# L4.1 not opening PSD from cs6



## sracer357 (Apr 18, 2012)

Hi,

I worked on some photos on PS CS6 and saved my files as a psds. However, when I try to open the files  in L4.1 I get an error message"Lightroom has encounter problems reading this photo" and will not display them. Anyone having any issues. I've been using cs6 and L4 for a few weeks with no issues, this is a first.


----------



## Denis de Gannes (Apr 18, 2012)

Lightroom does not work with files with Layers so if the files has layers I understand you have to save with max capability. (I am not a PS CS user so someone else could explain what you need to do in Photoshop).


----------



## Victoria Bampton (Apr 20, 2012)

Denis de Gannes said:


> I am not a PS CS user so someone else could explain what you need to do in Photoshop.

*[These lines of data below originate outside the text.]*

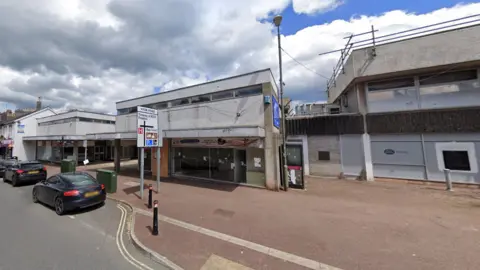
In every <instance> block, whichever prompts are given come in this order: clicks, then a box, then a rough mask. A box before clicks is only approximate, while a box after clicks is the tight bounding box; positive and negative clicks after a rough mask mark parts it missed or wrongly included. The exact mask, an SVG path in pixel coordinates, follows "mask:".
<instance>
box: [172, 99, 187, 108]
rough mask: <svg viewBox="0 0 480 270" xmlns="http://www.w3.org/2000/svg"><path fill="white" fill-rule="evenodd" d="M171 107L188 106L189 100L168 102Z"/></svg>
mask: <svg viewBox="0 0 480 270" xmlns="http://www.w3.org/2000/svg"><path fill="white" fill-rule="evenodd" d="M170 103H171V106H172V107H175V106H180V105H185V104H190V100H189V99H188V98H181V99H177V100H173V101H171V102H170Z"/></svg>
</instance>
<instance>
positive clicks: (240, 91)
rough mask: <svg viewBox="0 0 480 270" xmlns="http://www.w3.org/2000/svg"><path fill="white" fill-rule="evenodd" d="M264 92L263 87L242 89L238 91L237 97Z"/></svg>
mask: <svg viewBox="0 0 480 270" xmlns="http://www.w3.org/2000/svg"><path fill="white" fill-rule="evenodd" d="M260 94H262V87H255V88H247V89H240V90H237V91H236V94H235V96H236V97H246V96H254V95H260Z"/></svg>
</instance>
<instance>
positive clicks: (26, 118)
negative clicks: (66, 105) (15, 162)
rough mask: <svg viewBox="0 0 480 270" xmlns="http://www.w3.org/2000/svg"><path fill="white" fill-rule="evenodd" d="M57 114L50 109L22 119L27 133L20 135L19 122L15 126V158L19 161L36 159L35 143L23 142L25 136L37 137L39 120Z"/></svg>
mask: <svg viewBox="0 0 480 270" xmlns="http://www.w3.org/2000/svg"><path fill="white" fill-rule="evenodd" d="M54 114H55V113H54V112H53V111H51V110H49V109H44V110H42V111H40V112H38V113H34V114H32V115H29V116H27V117H25V118H23V119H20V123H21V124H23V125H25V129H24V130H25V133H18V127H17V125H18V122H17V123H15V124H14V125H13V133H12V137H13V140H14V145H13V156H17V157H18V159H19V160H34V159H35V142H34V141H25V142H24V141H23V137H24V136H37V118H40V117H46V116H50V115H54Z"/></svg>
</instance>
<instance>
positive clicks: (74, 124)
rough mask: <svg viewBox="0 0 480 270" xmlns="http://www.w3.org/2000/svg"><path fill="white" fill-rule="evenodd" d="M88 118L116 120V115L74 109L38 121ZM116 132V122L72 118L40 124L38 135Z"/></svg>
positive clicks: (51, 120)
mask: <svg viewBox="0 0 480 270" xmlns="http://www.w3.org/2000/svg"><path fill="white" fill-rule="evenodd" d="M77 117H78V118H88V119H94V120H106V121H115V116H114V115H107V114H100V113H91V112H82V111H72V112H67V113H62V114H57V115H53V116H49V117H44V118H41V119H38V123H40V124H41V123H46V122H51V121H62V120H67V119H72V118H77ZM106 132H115V125H114V124H106V123H96V122H83V121H79V120H78V119H72V120H71V121H70V122H66V123H59V124H48V125H38V127H37V135H39V136H49V135H86V134H87V133H106Z"/></svg>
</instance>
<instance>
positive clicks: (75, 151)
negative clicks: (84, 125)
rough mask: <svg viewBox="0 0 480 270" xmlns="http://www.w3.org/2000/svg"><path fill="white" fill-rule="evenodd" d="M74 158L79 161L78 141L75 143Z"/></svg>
mask: <svg viewBox="0 0 480 270" xmlns="http://www.w3.org/2000/svg"><path fill="white" fill-rule="evenodd" d="M73 158H74V159H75V161H76V162H77V163H78V145H77V142H75V143H74V144H73Z"/></svg>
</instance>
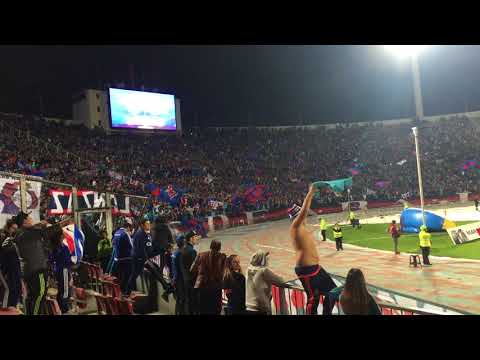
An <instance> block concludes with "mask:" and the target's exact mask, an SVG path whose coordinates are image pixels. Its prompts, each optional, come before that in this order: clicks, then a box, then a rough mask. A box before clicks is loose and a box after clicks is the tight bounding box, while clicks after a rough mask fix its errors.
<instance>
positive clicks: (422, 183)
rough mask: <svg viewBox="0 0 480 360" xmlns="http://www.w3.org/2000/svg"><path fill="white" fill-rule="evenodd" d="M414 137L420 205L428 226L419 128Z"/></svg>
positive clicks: (413, 134)
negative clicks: (420, 159) (418, 132)
mask: <svg viewBox="0 0 480 360" xmlns="http://www.w3.org/2000/svg"><path fill="white" fill-rule="evenodd" d="M412 131H413V136H414V138H415V152H416V157H417V175H418V189H419V190H420V204H421V207H422V223H423V225H425V226H426V222H425V204H424V201H423V181H422V168H421V166H420V145H419V143H418V128H417V127H414V128H412Z"/></svg>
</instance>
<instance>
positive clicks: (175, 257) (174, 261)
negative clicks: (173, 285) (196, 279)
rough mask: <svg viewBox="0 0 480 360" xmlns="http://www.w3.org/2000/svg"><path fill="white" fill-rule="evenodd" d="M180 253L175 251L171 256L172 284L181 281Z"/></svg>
mask: <svg viewBox="0 0 480 360" xmlns="http://www.w3.org/2000/svg"><path fill="white" fill-rule="evenodd" d="M181 256H182V251H181V250H180V249H177V250H175V251H174V253H173V254H172V280H173V282H174V283H177V282H178V280H183V276H182V268H181V266H182V261H181V260H182V259H181Z"/></svg>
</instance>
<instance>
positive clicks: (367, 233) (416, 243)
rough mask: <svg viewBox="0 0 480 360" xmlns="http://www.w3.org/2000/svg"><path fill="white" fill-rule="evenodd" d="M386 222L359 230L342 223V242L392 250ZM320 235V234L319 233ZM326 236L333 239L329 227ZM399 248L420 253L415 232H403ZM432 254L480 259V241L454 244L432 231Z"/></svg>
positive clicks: (391, 247)
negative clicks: (385, 223)
mask: <svg viewBox="0 0 480 360" xmlns="http://www.w3.org/2000/svg"><path fill="white" fill-rule="evenodd" d="M469 222H471V221H463V222H457V225H463V224H468V223H469ZM387 228H388V224H366V225H362V228H361V229H360V230H357V229H352V227H351V226H350V225H342V232H343V242H344V243H345V244H352V245H357V246H363V247H368V248H372V249H379V250H388V251H392V252H393V240H392V237H391V236H390V234H389V233H387ZM319 236H320V235H319ZM327 238H328V239H333V233H332V231H331V228H329V229H328V230H327ZM399 248H400V252H402V253H417V254H420V248H419V247H418V235H417V234H403V235H402V236H400V239H399ZM431 255H433V256H447V257H454V258H463V259H480V241H479V240H477V241H473V242H470V243H467V244H462V245H454V244H453V242H452V240H450V237H449V236H448V234H447V233H446V232H443V233H432V249H431Z"/></svg>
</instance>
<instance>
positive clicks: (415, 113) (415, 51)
mask: <svg viewBox="0 0 480 360" xmlns="http://www.w3.org/2000/svg"><path fill="white" fill-rule="evenodd" d="M384 47H385V49H387V50H389V51H390V52H392V53H393V54H395V55H396V56H398V57H400V58H409V59H410V61H411V63H412V78H413V94H414V99H415V115H416V118H417V121H418V122H421V121H422V120H423V100H422V89H421V84H420V66H419V64H418V55H419V54H420V53H421V52H422V51H425V49H426V48H427V47H429V45H384ZM412 131H413V136H414V138H415V152H416V158H417V176H418V188H419V192H420V203H421V207H422V222H423V225H425V204H424V199H423V182H422V168H421V162H420V146H419V138H418V137H419V135H418V128H417V127H414V128H412Z"/></svg>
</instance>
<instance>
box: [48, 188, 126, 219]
mask: <svg viewBox="0 0 480 360" xmlns="http://www.w3.org/2000/svg"><path fill="white" fill-rule="evenodd" d="M49 194H50V200H49V202H48V215H49V216H56V215H65V214H71V213H72V192H71V191H70V190H54V189H50V190H49ZM77 195H78V196H77V198H78V208H79V209H80V210H84V209H96V208H104V207H106V206H107V203H106V198H105V194H104V193H98V192H96V191H88V190H79V191H77ZM111 199H112V214H113V215H125V216H130V215H131V213H130V201H129V200H130V199H129V197H128V196H123V195H113V194H112V196H111Z"/></svg>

You’ll find Photoshop’s Preferences under the Edit menu (Windows) / Photoshop menu (Mac), and in the File Handling > File Compatibility section, there’s an option to ‘Maximize Compatibility’ with other programs by embedding a composite preview in the file. The preference only applies to PSD and PSB format files, as other formats such as TIFF embed the composite by default.

Also, if that's set to 'Ask', then you'll be asked when you save a file with layers.


----------